Certain carotenoids have been suggested to compete with certain others for absorption as reflected in studies where beta-carotene supplements were shown to reduce blood levels of the carotenoid lutein. Pectin supplementation is thought to decrease carotenoid absorption.

Health Conditions

Health conditions that require special emphasis on carotenoids

Individuals who have the following health conditions should pay special attention to their carotenoid status:

  • Age-related macular degeneration
  • Angina pectoris
  • Acquired immunodeficiency syndrome (AIDS)
  • Asthma
  • Cataracts
  • Cervical cancer
  • Cervical dysplasia
  • Chlamydial infection
  • Coronary heart disease
  • Laryngeal cancer (cancer of the larynx)
  • Lung cancer
  • Male and female infertility
  • Osteoarthritis
  • Photosensitivity
  • Pneumonia
  • Prostate cancer
  • Rheumatoid arthritis
  • Skin cancer
  • Vaginal candidiasis

Forms in Dietary Supplements

Forms in which carotenoids are found in dietary supplements.

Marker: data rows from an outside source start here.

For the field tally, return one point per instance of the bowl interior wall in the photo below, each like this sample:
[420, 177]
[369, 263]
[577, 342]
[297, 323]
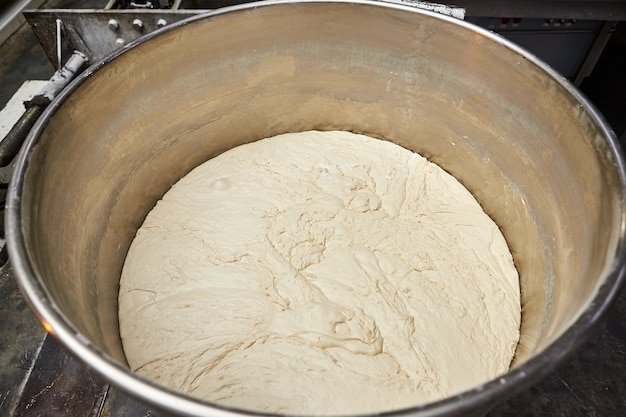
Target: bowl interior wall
[512, 134]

Carotenoids are generally available as either synthetic all-trans beta-carotene, beta- and alpha-carotene from the algae Dunaliella, or mixed carotenes from palm oil. Additionally, individual carotenoids such as lutein and lycopene can be found in supplements.

Due to the inconsistent results from research intending to evaluate the health benefits of beta-carotene supplements, the National Academy of Sciences cautions individuals not to take high dose carotenoid supplements, except if they are using beta-carotene to prevent vitamin A deficiency.

Food Sources

Foods that are concentrated sources of carotenoids

  • Apricots, carrots, mangoes, squash, sweet potatoes, yams and other orange-colored fruits and vegetables contain significant amounts of beta-carotene, alpha-carotene, and beta-cryptoxanthin.
  • Collard greens, kale, spinach and other green vegetables contain beta-carotene and are among the best sources of lutein.
  • Guava, pink grapefruit and tomatoes are sources of lycopene.
  • Egg yolk, milk, salmon and shellfish are some other food sources of carotenoids.